Brain metastases are secondary cancers that travel from a primary location of cancer, like lung cancer, breast cancer or melanoma. These cancers seed the brain even after treatment of the primary cancer and cause a second cancer in the brain. These cancers are notoriously difficult to detect and to model or to try to develop scientific systems to portray accurately what happens in human patients. They are also very difficult to treat. Currently if you have a brain metastasis the median survivorship is 2-5 months and the most common treatment is palliative radiotherapy and there are very few targeted therapies for brain metastases.
The three most common sites of brain metastases are, first of all, from lung cancer, secondly from breast cancer and third from melanoma or skin cancer. We have chosen to profile lung to brain metastases as they are the most common type of brain metastasis.
Let’s get into the details then - the therapeutic targeting at the pre-metastatic stage.
Yes. I mentioned it’s very difficult to track the metastatic process in a human patient because if you can imagine how many steps are involved in the metastatic cascade, first the cell has to break off from the primary tumour, then it has to invade into the bloodstream, then it has to circulate and overcome all the barriers of actually getting through the circulation and then the cell has to somehow invade into the secondary site, in this case the brain. That means these cells have to cross the blood-brain barrier and then they form what we call micrometastases, tiny little spots, and then finally a full blown macro metastasis which produces symptoms and is then detected and very often surgery is done if possible and, if not, palliative radiation therapy.
So you can imagine with all of those different stages at the human patient level we’re not able to detect most of them. Most of the time patients show up with a full-blown brain metastasis. So I felt it necessary in my lab programme to develop an accurate model that recapitulates every stage of the metastatic cascade. So we take cells from patient derived brain metastases, those patients who have had surgery, and we dissociate those cells and then inject them back into immunocompromised mice. This is like an assay or a model system where we can read-out what the human cells will do in what we call an in vivo environment or in an actual other mammal. What happens with these cells is when we inject them into the lung, remember that’s their primary site of origin, we can actually track through time every stage as the cells make their way to the brain because we’ve labelled the cells with a green fluorescent protein. With mice that can be sacrificed at different stages of time you can then detect where the human cells have gone and what are they doing.
So we were able to detect a stage that we were quite excited about. What happened is we injected cells into the mouse lungs and the majority of mice would die of lung cancer burden because tumours would form in the lung before they would have any visible signs of brain metastasis. So that means if we were to do an MRI on the mouse then the brain would be clean. If we were to even remove the brain of the mouse post-mortem the brain would look normal. So we would think, ‘Oh, we didn’t capture the metastatic stage, we missed it.’ But, remember, we tagged those cells with GFP, green fluorescent protein, so what that means is we can take the entire mouse brain, which to all appearances is normal, and we can dissociate it. What we found was we could recover a very rare fraction of GFP positive cells and there was maybe only 1% got into the brain and they were not detectable by any usual method.

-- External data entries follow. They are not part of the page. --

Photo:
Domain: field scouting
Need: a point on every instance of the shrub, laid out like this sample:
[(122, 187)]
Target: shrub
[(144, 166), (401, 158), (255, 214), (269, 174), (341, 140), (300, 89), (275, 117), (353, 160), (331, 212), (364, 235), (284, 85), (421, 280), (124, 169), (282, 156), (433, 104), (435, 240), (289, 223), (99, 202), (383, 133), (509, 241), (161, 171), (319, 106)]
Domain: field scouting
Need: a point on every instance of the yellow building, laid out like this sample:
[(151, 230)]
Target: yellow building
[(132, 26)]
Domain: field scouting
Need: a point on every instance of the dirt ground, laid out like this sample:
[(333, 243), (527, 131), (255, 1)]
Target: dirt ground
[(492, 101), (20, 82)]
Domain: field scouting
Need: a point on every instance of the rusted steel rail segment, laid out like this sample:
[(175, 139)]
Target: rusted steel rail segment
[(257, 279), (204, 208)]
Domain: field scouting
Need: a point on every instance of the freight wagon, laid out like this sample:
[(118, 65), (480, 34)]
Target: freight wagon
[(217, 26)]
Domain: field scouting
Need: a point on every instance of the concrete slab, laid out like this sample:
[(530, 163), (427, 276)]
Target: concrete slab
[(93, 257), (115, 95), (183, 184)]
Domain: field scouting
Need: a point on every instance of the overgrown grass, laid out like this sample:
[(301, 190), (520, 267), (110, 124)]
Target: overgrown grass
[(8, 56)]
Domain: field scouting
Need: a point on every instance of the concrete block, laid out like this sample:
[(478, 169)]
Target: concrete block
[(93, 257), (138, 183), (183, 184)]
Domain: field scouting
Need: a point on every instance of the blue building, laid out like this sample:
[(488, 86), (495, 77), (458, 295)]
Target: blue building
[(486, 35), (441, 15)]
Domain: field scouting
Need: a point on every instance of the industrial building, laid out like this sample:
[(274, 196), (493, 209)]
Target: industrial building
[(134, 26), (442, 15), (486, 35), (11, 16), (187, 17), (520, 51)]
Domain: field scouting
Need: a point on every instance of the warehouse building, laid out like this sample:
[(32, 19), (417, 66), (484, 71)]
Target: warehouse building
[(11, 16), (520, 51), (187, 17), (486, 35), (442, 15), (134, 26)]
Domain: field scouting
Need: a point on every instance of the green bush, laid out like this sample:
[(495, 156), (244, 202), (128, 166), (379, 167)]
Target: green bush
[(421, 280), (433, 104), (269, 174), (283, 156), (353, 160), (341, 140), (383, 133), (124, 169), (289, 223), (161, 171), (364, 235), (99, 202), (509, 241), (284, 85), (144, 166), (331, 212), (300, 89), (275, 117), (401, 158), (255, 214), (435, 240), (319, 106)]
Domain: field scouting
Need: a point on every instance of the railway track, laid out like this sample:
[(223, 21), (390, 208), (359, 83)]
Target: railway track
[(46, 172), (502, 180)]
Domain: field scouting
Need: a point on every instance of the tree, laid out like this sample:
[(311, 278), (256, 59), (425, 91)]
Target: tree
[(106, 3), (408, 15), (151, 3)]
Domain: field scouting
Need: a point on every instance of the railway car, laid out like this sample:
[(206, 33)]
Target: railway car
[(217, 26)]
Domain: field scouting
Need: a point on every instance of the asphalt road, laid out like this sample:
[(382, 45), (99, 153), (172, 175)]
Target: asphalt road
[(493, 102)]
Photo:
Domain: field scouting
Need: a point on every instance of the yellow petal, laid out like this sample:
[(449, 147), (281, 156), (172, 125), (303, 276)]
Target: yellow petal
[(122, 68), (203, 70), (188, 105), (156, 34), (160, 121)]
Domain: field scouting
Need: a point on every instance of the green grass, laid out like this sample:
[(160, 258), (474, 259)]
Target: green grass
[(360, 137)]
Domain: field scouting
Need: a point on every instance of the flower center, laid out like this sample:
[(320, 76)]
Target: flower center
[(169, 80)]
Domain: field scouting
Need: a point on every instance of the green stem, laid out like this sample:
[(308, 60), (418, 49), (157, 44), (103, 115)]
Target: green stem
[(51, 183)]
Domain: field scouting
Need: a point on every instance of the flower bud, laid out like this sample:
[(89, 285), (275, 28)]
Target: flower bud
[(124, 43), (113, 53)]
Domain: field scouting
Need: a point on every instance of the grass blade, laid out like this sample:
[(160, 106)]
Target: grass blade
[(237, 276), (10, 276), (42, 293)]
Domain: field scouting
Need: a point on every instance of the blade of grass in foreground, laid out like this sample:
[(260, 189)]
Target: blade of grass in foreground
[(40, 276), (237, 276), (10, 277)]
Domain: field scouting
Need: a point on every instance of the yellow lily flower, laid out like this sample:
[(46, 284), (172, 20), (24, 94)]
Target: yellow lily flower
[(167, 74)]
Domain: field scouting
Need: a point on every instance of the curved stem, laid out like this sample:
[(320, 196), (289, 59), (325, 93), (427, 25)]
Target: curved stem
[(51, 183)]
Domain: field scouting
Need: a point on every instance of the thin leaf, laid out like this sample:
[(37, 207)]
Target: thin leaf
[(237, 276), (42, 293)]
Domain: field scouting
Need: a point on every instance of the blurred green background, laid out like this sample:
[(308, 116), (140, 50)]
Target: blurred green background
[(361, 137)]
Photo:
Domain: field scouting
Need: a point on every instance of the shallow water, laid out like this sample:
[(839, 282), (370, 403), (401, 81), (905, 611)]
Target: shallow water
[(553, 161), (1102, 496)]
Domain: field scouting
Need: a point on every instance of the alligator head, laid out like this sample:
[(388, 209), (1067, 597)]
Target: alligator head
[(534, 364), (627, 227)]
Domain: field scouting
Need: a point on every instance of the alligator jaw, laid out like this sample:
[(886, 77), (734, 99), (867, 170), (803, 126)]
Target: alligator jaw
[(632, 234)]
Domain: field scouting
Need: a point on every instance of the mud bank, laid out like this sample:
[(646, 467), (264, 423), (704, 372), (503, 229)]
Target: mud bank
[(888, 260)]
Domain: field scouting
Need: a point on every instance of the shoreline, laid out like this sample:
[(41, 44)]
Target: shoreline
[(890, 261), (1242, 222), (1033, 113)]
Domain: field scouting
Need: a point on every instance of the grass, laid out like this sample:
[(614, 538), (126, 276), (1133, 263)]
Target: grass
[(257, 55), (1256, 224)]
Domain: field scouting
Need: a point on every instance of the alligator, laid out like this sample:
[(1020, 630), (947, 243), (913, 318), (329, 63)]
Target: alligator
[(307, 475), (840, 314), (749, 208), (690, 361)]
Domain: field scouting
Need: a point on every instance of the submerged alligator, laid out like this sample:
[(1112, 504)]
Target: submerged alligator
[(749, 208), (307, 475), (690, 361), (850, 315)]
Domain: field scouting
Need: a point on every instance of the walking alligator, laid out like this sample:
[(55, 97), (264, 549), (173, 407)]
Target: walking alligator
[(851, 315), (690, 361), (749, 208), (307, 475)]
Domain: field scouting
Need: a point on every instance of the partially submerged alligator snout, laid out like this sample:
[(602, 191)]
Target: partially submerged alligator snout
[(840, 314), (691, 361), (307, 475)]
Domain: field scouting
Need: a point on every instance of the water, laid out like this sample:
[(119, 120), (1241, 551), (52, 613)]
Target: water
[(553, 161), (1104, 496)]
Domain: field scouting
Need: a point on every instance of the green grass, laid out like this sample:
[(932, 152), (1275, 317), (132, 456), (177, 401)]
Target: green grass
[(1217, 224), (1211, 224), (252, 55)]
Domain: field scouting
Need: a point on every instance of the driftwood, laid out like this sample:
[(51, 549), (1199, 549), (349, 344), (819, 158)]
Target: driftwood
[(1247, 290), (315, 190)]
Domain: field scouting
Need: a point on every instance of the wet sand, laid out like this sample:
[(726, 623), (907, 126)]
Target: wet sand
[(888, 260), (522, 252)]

So we called this stage the pre-metastatic stage because this must be the stage in the metastatic cascade where the cells have just crossed the blood-brain barrier, they’ve just invaded into the brain but they haven’t even yet formed a micrometastasis that would be detectable.
Remember, the most important thing about this model is we will never be able to detect that stage in a human patient and yet, if we know what those original invaders are, if we know the nature of those few cells that first cross into the brain, perhaps we can target them and then block or prevent brain metastases from even forming.
What is being done to further characterise this invasive percent?
We’ve recovered those cells back and now we’ve profiled them. So we’ve looked at their gene expression profile, we understand the genes that they express, and now we can do something called connectivity mapping which means we can take those gene signatures and input them into a big computer programme that tells us which drugs would then be able to target that particular gene signature. Now, of course, we have a nice model, an experimental model, where we can test those drugs. In fact, we found one drug in our recently published Cancer Research paper from this year, we found one drug that is actually able to prevent those cells from crossing into the brain.
So we treat mice with this drug, which is called apomorphine. If we treat mice with apomorphine then the percentage of GFP positive cells that get into the brain after our assay is zero. So this is a proof of principle experiment, we don’t know if treating human patients with apomorphine would actually prevent their brain metastases but theoretically as a proof of principle this is a first step to try to understand that if we can profile someone’s original lung cancer and then somehow have these predictive biomarkers that tell us, maybe this pre-metastatic signature will inform us about whether you’re at risk of getting brain metastases or not. Furthermore, if we can profile those cells we can tell you you should be treated preventatively with this drug so that you’ll never get brain metastases.
So we’re hoping that this model will provide a new therapeutic paradigm where we can start thinking about not treating necessarily the full-blown brain metastasis – when the horse is already out of the barn, there’s no point in closing the door now – but can we get ahead of the metastasis curve with a preventative therapy.